The calling of run() function occurs from

func writeNotify(responseMsgId: Int, buffer: [UInt8], timeoutMilliSec: UInt32, numRetries: Int) {
    if (timeoutMilliSec > 0) {
        mResponseMonitorThreadMap[responseMsgId]?.interrupt()
        let timeoutThread: ResponseTimeoutQueue =
        ResponseTimeoutQueue(responseMsgId: responseMsgId, msgOut: buffer,
                             timeoutMilliSec: timeoutMilliSec, numRetries: numRetries)
        
        timeoutThread.run()
        mResponseMonitorThreadMap[responseMsgId] = timeoutThread
    }
}

It is basically we are requesting data from radar and when we get the data we call

func cancelResponseTimeout(responseMsgId: Int) {
    mResponseMonitorThreadMap[responseMsgId]?.interrupt()
    if mResponseMonitorThreadMap.keys.contains(responseMsgId){
        mResponseMonitorThreadMap[responseMsgId] = nil
    }
}

But after some minutes of communicating with the radar the thread count of responseTimeoutQueue number is 65 or more. I commented the writeToNotify() function, then the application has no problem. I will attach the memory hierarchy screenshot. I have tried giving timeoutThread = nil after we call timeoutThread.run() but the class instance number is not changing. How to resolve the issue? Thanks in advance. This is the thread count


Solution

  • I can see a number of issues here. The first and probably most important is at this line:

    Thread.sleep(forTimeInterval: TimeInterval(self.mTimeoutMilliSec))
    

    A TimeInterval is an alias for Double and it represents a number of seconds. If you want to sleep for say 500 milliseconds, you need TimeInterval(500)/1000 or TimeInterval(0.5).

    I'm also not sure what the point of all the calls to cancel() is. The one in run() is a race condition since it might get invoked before the work item begins executing. The other one does nothing because cancel() will only cancel items that have not yet started executing.

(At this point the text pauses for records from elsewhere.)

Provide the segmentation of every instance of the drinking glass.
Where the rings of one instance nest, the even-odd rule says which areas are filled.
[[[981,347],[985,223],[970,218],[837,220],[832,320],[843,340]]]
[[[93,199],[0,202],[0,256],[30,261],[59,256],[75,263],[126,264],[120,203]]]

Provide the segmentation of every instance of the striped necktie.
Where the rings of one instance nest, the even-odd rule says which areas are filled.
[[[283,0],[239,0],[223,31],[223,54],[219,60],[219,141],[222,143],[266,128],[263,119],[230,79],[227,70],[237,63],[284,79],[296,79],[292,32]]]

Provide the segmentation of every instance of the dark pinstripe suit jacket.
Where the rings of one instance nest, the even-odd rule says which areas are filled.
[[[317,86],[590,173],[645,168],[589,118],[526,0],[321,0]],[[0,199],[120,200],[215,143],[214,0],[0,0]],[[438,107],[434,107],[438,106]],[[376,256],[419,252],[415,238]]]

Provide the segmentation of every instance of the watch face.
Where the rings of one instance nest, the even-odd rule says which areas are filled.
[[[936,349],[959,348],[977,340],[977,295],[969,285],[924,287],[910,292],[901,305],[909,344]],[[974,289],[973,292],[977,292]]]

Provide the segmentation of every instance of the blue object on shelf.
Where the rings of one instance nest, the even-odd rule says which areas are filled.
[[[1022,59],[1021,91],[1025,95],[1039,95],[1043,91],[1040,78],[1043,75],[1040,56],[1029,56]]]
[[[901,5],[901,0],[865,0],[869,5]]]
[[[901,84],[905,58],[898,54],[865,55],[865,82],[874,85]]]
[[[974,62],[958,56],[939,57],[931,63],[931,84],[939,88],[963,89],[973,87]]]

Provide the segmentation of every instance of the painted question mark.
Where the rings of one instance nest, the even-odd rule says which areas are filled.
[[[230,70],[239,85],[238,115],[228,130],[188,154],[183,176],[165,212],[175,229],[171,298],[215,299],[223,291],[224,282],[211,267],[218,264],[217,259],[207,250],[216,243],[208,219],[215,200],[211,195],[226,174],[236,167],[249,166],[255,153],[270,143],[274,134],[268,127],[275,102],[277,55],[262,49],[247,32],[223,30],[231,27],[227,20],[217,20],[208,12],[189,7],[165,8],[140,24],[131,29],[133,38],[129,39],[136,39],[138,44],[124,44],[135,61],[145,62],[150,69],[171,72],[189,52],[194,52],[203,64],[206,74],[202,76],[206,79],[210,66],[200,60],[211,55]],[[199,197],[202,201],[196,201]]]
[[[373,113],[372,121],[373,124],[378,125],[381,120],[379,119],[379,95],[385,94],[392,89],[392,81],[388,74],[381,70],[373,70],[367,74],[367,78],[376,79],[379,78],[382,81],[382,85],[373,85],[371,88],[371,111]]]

    You do have a strong reference cycle, but I think it would be broken if you set timeoutWorkItem to nil in the dispatch group completion handler.

    Talking of the dispatch group: you only have one item, so you don't really need it. You can put a completion handler directly on the work item and set the property to nil there.

    Edit

    OK, just had another look. The biggest problem isn't the mega long timeouts, it's the fact that cancel() does not do what you think. This is the documentation:

    Cancellation causes future attempts to execute the work item to return immediately. Cancellation does not affect the execution of a work item that has already begun.

    [my italics]

    I think you'd be much better off setting an NSTimer or a DispatchSourceTimer for the time out and cancelling it if you get a response and then it's event block can do the retry.